Description: We discuss how objects contract and the spacecraft-on-a-rope paradox. (04:35)
Instructor: Prof. Markus Klute
MARKUS KLUTE: Welcome back to 8.20, special relativity. In this section, we want to talk and investigate a bit more length contraction. We have seen length contraction a few times already in this class. We have derived it. We have seen it in application. But we want to get some sort of feeling to how can we actually understand what's happening to the objects. Later in this section, in this video, we'll talk about another paradox, spacecraft on a rope. So let's get to it.
So the situation here is as we have seen a few times already. We have Alice being at rest, and Bob is moving with a velocity v. And what we are interested in is this object here, which might be a rod of some sort. You can think about a spacecraft if you want, but a specific object, which, at rest, has a length LB. For Alice, this object is Lorentz contracted, and it appears shorter.
So now what happens now if Bob accelerates from his velocity v to a velocity v plus delta v with respect to Alice? How does the acceleration occur? And how can we understand then the further shrinking of the spacecraft?
Bob tries really, really hard to accelerate such that all elements of this rod or spacecraft are being accelerated simultaneously in his framework. You can think about splitting up the spacecraft into small elements. They're all getting a little bit of a kick, a little bit of an extra momentum at the very same time.

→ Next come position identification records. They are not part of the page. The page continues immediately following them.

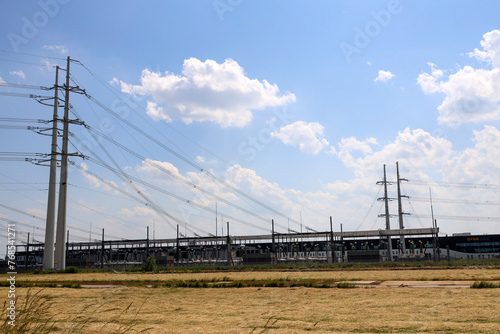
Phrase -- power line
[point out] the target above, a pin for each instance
(189, 161)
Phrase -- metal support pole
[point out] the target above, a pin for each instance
(273, 246)
(400, 210)
(342, 242)
(50, 225)
(102, 250)
(147, 241)
(27, 253)
(228, 246)
(177, 257)
(60, 255)
(332, 245)
(387, 217)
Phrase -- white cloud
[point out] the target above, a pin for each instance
(491, 49)
(348, 145)
(384, 76)
(19, 74)
(307, 136)
(201, 159)
(207, 92)
(137, 211)
(472, 95)
(93, 180)
(479, 164)
(421, 156)
(59, 48)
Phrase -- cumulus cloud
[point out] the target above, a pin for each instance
(307, 136)
(201, 159)
(384, 76)
(19, 74)
(59, 48)
(479, 164)
(93, 180)
(347, 145)
(472, 95)
(137, 211)
(421, 157)
(491, 49)
(206, 92)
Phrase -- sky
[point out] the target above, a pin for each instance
(203, 112)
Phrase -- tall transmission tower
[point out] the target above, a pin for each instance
(400, 209)
(57, 259)
(387, 216)
(48, 254)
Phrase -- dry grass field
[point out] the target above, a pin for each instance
(129, 309)
(468, 274)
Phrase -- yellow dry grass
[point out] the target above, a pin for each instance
(272, 310)
(467, 274)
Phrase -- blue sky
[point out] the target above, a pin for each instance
(296, 104)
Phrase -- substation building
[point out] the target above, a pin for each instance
(326, 247)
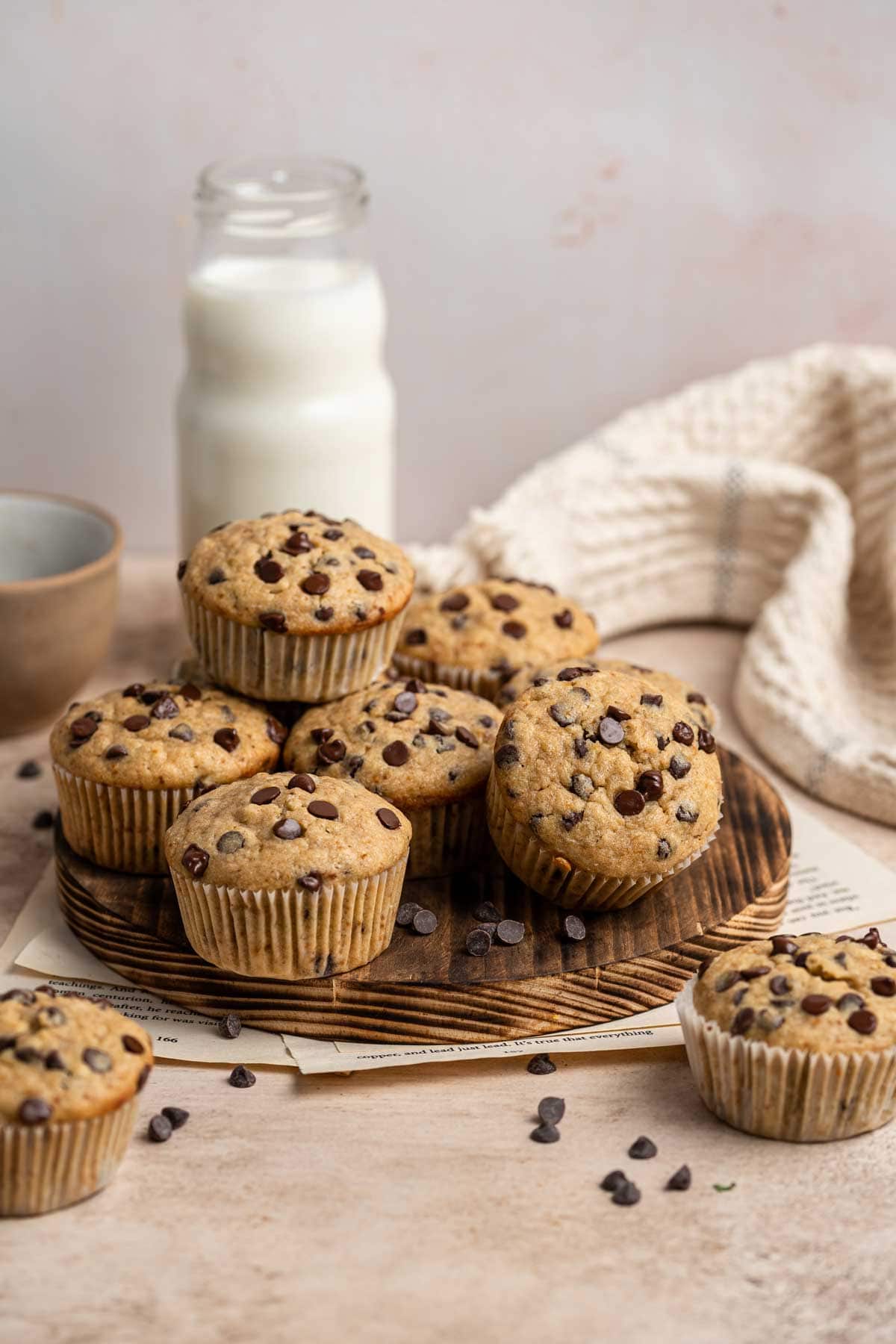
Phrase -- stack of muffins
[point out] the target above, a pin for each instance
(422, 732)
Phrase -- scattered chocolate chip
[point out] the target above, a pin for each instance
(626, 1194)
(479, 942)
(323, 809)
(425, 922)
(195, 860)
(629, 803)
(34, 1110)
(230, 1026)
(610, 732)
(97, 1061)
(176, 1116)
(546, 1135)
(159, 1129)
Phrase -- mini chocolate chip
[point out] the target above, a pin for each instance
(680, 1179)
(509, 932)
(34, 1110)
(425, 922)
(230, 1026)
(97, 1061)
(629, 803)
(862, 1021)
(195, 860)
(650, 785)
(479, 942)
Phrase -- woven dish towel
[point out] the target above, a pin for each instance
(765, 497)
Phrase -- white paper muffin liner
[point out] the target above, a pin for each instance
(46, 1167)
(448, 839)
(289, 667)
(794, 1095)
(119, 828)
(292, 933)
(561, 882)
(477, 680)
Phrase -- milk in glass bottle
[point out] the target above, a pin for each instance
(287, 402)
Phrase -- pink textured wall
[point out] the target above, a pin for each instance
(576, 205)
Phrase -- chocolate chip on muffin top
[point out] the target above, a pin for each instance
(66, 1058)
(164, 735)
(417, 744)
(287, 830)
(606, 777)
(820, 992)
(494, 626)
(299, 573)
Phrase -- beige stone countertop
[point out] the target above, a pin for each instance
(410, 1204)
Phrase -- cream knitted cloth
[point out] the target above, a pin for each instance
(766, 497)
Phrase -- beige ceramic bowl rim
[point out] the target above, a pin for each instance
(82, 571)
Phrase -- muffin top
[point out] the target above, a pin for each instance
(700, 712)
(813, 992)
(299, 573)
(496, 626)
(605, 776)
(160, 735)
(66, 1058)
(415, 744)
(279, 831)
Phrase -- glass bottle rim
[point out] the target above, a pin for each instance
(281, 195)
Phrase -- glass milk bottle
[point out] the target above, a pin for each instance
(287, 402)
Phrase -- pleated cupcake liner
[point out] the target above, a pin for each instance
(800, 1095)
(448, 839)
(265, 665)
(119, 828)
(448, 673)
(292, 933)
(559, 880)
(46, 1167)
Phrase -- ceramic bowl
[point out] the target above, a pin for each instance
(58, 600)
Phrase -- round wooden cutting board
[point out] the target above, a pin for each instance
(428, 989)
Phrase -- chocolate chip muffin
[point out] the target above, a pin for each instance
(70, 1070)
(128, 761)
(477, 636)
(601, 788)
(289, 877)
(293, 605)
(700, 712)
(795, 1036)
(425, 747)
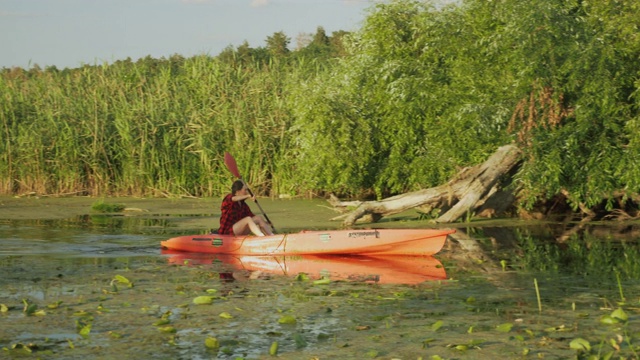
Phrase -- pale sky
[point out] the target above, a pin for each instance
(69, 33)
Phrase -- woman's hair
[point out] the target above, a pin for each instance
(237, 186)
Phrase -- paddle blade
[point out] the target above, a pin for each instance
(231, 164)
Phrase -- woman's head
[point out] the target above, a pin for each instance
(237, 186)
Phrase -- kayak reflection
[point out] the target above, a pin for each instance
(379, 269)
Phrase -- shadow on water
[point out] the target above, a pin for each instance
(508, 292)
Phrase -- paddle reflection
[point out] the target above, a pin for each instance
(379, 269)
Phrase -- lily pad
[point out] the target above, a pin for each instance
(203, 300)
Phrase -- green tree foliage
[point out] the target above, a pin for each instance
(428, 90)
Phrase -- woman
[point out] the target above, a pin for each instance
(236, 218)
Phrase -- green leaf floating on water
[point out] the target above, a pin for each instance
(609, 320)
(122, 280)
(504, 327)
(323, 281)
(580, 344)
(226, 315)
(168, 329)
(212, 343)
(287, 319)
(437, 325)
(273, 350)
(85, 331)
(203, 300)
(620, 314)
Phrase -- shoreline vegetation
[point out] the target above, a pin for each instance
(417, 94)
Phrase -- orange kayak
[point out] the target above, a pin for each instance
(395, 269)
(374, 242)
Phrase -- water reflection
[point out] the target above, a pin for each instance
(379, 269)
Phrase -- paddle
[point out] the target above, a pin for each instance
(233, 168)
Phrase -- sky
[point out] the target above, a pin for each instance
(70, 33)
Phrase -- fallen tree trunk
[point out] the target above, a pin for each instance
(467, 192)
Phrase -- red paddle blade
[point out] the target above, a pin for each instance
(231, 164)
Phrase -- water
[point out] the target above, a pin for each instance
(502, 292)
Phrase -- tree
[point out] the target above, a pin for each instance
(277, 44)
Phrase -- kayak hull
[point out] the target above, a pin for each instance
(394, 269)
(421, 242)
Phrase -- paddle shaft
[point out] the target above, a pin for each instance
(233, 168)
(259, 207)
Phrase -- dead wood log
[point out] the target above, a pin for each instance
(466, 192)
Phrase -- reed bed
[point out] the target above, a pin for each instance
(149, 128)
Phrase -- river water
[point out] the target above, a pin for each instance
(100, 286)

So, if now Alice observes the same situation, we find that she looks at the spacecraft. And, because the leading clock in the spacecraft, in Bob's spacecraft, lags, she observes that the spacecraft's back is being accelerated first. And, because it's accelerated first, she observes that the spacecraft shrinks just a little bit because of the additional velocity. Well, that's kind of an interesting picture to think about how we can understand length contraction and how we can understand length contraction once there's acceleration involved.
OK, so the next question now or the next topic here in this video is the spacecraft on a rope paradox. This was phrased by Bell in the 1950s and '60s. He was working at CERN at the time and roaming the corridors, discussing with his colleagues.
The situation here is related to the one we just discussed, but slightly different. So let me explain. So again we have Alice as an observer, observer in a reference frame A, observing two spacecrafts. They are identical spacecrafts. They have the same engines. And they are separated by distance D.
So now Alice gives a signal to both spacecrafts simultaneously in her reference frame to accelerate at the same time such that the distance between B and C remains constant. So they're asked to accelerate such that the distance remains constant.
Well, the question now is, when those two spacecrafts are connected with a rope, will this rope break? So I'll let you think about this a bit and come up with your own answer.
In the meantime, this is not such a hard problem actually. In order to keep the distance constant for A, the distance in the BC reference frame, in the reference frame of the two spacecrafts, needs to expand. So LA, so the distance as observed by Alice or reference frame A, is equal to 1 over gamma, the distance between the two [? planes. ?] And for this to stay-- for LA to stay constant while there's acceleration going on, LBC needs to increase. That's why the rope will break.